Petroleum geologists have long used air guns in their search for oil and gas deposits. Sudden blasts from the devices generate seismic waves that they use to map underground rock formations. Could the same technique be used to study earthquakes? A team of Chinese scientists thinks so. The researchers have designed an air gun that could be useful in monitoring changes in stress buildup along fault zones.

Although geologists typically use dynamite or some other method of creating seismic waves in their land-based explorations, for exploration over water they often use air guns. When these devices--which are often towed behind boats--are set off, sharp blasts of pressurized air send shock waves through the water and into underlying sediments, where they trigger seismic vibrations. As doctors take CT scans of the human body, geologists gather such data with a network of seismometer-like receivers and use it to map the structure of rock deposits or other features, such as geological faults, in the region's crust.

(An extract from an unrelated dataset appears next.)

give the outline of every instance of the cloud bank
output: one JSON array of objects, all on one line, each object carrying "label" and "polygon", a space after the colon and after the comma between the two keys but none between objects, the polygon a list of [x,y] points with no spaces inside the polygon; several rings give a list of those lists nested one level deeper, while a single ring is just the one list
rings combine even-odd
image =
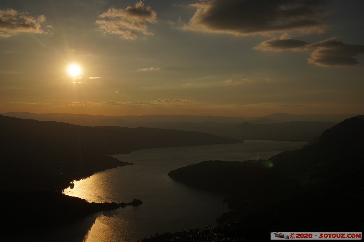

Similar networks can be used to monitor subtle, long-term changes in the velocity of seismic waves. These are just the sort of variations that can signify changes in stress buildup along a fault zone, says Baoshan Wang, a geophysicist at the China Earthquake Administration in Beijing. Although studies have noted many such changes in fault zones and volcanic areas, they have relied on natural sources of seismic waves. But those sources vary in strength and occur infrequently, at irregular intervals, and in unpredictable places. As a result, the resolution of images is relatively low, Wang says.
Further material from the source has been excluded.